NextImg:A Biden Labor Dept. rule change could force your retirement nest egg to be invested in Solyndra-like green and woke companies

Joe Biden is opening the door for the investment management companies that handle the retirement funds of 152 million Americans to no longer seek the best financial returns, but instead fund companies, like Solyndra, that pledge to advance the progressive agendas encapsulated in the expression ESG (Environmental, Social and Governance). The New York Post editorially warns us: “Don’t let Biden & Co. force YOUR nest egg to be invested in woke-only companies.”

A new Biden Labor Department rule aims to steer the retirement funds of 152 million Americans toward companies with woke policies on climate change and other “environmental, social and governance” goals.

 Under the Biden rule, fund managers would no longer be limited to investing workers’ assets “solely in the interest of participants and beneficiaries,” as the law has long required. Instead, they could also “consider climate change and other environmental, social and governance factors when they select investments and exercise shareholder rights” — by implication, even if it doesn’t maximize returns for workers.

Climate-change and social-justice warriors began pushing companies to adopt ESG practices, and for large shareholders to invest in them, back in the Obama era. But President Donald Trump banned retirement-fund managers from using worker cash for such political purposes. The new Biden rule would override that.

At a time “when Americans’ 401(k)s have already taken such a hit due to market downturns and record high inflation, the last thing we should do is encourage fiduciaries to make decisions with a lower rate of return for purely ideological reasons,” warns Sen. Mike Braun (R-Ind.), who’s pushing a resolution to block the rule.

It’s “irresponsible of the Biden administration to jeopardize retirement savings for more than 150 million Americans for purely political purposes,” fumes Sen. Joe Manchin (D-W.Va.).

There is a bill in Congress to stop this, but as the Post notes, Manchin is the only Democrat in the Senate openly opposing the ESG rule, meaning Kamala Harris could break a tie and vote down the bill there. But even if the bill passed both the the House and the Senate, Biden could veto it.

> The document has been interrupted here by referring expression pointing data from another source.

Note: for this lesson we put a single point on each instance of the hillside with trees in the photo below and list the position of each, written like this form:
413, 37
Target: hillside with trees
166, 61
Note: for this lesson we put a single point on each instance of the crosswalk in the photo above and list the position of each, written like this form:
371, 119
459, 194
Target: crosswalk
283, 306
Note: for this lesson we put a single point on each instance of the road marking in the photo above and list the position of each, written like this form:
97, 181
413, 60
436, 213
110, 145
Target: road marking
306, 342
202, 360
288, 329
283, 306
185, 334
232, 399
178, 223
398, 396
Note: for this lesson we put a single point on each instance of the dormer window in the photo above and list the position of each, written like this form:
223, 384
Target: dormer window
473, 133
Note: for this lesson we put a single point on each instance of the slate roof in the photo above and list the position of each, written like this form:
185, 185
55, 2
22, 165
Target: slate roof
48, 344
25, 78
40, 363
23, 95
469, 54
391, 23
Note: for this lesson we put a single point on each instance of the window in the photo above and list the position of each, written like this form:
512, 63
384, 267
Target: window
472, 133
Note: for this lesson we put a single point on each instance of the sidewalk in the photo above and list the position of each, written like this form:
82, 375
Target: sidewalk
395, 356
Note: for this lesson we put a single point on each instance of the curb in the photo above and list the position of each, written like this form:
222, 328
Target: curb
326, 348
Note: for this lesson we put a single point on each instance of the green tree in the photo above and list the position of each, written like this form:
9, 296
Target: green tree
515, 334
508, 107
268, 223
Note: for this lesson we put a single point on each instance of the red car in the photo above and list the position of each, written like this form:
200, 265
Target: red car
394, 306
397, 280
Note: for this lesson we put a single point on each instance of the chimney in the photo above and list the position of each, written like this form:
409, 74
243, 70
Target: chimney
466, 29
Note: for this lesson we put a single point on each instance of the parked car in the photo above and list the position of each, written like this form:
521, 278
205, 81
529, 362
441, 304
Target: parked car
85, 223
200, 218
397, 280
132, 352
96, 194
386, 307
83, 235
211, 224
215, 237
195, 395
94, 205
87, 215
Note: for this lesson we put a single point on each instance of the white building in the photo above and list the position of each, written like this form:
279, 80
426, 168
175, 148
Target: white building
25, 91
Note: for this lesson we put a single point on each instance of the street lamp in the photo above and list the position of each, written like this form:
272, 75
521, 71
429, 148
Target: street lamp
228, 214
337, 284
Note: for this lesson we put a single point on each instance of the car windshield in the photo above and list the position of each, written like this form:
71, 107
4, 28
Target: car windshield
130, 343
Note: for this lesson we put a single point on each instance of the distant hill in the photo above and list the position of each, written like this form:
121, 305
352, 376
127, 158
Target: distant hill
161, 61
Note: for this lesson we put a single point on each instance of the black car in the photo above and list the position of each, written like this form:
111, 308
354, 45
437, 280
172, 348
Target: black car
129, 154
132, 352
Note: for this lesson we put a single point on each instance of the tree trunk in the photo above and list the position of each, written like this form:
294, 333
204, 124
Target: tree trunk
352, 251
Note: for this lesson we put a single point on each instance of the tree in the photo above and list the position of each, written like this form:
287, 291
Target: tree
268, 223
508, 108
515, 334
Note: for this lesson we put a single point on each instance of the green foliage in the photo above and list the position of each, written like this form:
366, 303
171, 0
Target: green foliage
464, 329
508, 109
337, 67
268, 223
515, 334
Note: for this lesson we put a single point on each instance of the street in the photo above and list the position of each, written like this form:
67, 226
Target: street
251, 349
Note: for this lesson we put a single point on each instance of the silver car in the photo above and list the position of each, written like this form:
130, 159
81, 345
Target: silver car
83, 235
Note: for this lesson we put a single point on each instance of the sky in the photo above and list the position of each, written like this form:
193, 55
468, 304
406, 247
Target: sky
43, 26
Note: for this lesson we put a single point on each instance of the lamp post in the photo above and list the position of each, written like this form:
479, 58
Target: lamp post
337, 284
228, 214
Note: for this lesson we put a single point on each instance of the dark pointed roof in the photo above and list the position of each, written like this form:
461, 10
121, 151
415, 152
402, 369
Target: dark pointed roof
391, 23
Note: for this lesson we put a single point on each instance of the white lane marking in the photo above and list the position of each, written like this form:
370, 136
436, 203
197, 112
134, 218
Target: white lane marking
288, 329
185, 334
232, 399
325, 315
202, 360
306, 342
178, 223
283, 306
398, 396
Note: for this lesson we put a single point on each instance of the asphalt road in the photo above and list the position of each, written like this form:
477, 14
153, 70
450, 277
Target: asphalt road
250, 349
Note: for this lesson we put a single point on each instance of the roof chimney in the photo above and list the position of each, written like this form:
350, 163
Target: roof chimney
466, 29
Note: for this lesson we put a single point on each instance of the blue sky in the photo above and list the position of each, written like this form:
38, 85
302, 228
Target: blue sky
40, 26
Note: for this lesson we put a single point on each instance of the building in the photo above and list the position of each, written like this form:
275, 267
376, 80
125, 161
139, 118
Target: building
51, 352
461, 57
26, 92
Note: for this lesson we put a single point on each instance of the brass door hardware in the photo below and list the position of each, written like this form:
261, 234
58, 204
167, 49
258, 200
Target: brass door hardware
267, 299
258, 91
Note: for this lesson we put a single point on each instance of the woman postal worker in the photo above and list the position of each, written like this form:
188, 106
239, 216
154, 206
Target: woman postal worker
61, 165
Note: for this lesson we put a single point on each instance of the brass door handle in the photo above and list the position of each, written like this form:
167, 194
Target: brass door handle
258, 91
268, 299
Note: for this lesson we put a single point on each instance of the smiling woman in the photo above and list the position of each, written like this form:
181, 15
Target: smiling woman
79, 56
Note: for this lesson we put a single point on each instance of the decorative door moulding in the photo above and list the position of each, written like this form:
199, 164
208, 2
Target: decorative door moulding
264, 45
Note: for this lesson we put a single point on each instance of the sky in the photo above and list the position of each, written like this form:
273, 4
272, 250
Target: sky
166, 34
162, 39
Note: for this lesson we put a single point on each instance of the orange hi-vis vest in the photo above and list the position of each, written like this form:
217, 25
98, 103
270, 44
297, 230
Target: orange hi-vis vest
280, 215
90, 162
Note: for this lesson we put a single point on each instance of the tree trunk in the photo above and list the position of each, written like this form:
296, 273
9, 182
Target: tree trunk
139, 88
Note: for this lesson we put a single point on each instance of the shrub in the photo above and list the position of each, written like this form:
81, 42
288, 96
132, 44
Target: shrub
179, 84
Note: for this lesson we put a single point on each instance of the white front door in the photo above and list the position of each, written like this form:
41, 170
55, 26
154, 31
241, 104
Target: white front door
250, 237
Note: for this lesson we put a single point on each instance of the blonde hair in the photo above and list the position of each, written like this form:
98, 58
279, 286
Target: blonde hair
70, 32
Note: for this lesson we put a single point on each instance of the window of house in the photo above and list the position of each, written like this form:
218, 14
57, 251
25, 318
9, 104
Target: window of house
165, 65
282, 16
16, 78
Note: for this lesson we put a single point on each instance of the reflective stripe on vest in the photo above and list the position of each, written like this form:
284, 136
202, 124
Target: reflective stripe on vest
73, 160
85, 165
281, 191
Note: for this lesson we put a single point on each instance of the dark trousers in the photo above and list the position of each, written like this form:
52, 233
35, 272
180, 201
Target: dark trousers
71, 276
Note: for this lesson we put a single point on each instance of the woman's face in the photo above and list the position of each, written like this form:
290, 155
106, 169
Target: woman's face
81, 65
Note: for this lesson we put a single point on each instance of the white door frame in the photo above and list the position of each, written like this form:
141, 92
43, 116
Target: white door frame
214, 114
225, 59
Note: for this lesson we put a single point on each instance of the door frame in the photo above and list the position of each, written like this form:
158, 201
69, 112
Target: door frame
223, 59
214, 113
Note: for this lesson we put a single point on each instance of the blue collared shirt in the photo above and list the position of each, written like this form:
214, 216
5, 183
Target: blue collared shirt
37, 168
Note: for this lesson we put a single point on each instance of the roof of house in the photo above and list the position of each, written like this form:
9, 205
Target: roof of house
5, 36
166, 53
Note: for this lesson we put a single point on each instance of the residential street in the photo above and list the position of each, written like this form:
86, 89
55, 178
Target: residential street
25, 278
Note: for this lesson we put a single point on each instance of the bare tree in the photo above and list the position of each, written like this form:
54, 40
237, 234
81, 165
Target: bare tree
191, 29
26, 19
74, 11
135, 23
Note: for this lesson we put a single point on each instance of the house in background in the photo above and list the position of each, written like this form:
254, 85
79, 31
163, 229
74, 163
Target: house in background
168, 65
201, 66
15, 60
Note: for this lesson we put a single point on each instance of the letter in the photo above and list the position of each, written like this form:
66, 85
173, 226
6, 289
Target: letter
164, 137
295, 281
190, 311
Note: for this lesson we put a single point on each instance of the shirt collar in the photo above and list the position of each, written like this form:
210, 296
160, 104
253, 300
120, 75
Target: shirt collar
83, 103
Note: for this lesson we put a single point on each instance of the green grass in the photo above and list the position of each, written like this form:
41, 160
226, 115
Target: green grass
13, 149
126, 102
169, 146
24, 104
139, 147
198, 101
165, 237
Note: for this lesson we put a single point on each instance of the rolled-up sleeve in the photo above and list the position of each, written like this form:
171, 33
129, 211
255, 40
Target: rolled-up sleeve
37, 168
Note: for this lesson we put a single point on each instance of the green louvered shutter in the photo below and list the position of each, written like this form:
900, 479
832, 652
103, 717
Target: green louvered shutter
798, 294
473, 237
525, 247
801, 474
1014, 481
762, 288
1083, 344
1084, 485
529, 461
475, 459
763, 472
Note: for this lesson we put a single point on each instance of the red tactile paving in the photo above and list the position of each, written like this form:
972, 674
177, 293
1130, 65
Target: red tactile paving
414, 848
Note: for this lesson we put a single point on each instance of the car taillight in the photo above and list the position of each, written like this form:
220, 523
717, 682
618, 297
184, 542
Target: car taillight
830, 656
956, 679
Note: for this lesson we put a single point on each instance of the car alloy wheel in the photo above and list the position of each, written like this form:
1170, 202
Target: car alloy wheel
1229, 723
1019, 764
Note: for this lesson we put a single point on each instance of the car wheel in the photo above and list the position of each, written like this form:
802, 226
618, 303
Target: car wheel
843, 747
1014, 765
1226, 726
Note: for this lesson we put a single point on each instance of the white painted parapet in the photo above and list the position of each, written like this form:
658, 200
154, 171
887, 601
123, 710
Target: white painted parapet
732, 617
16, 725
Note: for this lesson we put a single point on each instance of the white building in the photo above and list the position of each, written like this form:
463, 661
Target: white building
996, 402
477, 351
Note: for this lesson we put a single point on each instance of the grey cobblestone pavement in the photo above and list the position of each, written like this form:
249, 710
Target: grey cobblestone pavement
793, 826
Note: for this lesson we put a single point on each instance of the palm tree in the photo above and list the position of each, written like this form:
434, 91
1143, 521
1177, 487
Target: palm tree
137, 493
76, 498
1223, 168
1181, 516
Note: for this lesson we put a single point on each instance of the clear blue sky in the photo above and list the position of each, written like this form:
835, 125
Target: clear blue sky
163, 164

A separate line of attack is via the courts:

Last week, a group of 25 Republican state attorneys general filed a lawsuit against the Labor Department in a bid to block the ESG rule, Roll Call reported. The change will remain in place while the legal case proceeds.

The lawsuit alleged that the Labor Department’s alteration “contravenes ERISA’s clear command that fiduciaries act with the sole motive of promoting the financial interests of plan participants and their beneficiaries.”

Ron DeSantis has already take action in Florida, but that protects only state workers’ pension funds:

Florida Gov. Ron DeSantis, a likely candidate for the Republican presidential nomination in 2024, is among the most outspoken critics of ESG-based investment of taxpayer funds.

In August, DeSantis backed a resolution banning Florida state pension funds from considering ESG standards.

Recall that when Solyndra, the solar panel manufacturer, went bankrupt and cost taxpayers about half a billion dollars to pay off loans that were federally guaranteed, the early investors made money. That’s how it’s done when structuring deals that rely on government subsidies and guarantees. The crony founder or early investors get their money back right away, regardless of the success or failure of the venture. The investors that come in later – as the pension funds guided by ESG would – bear all the risk. And with goal of profit subordinate to the other progressive goals, those profits are highly uncertain.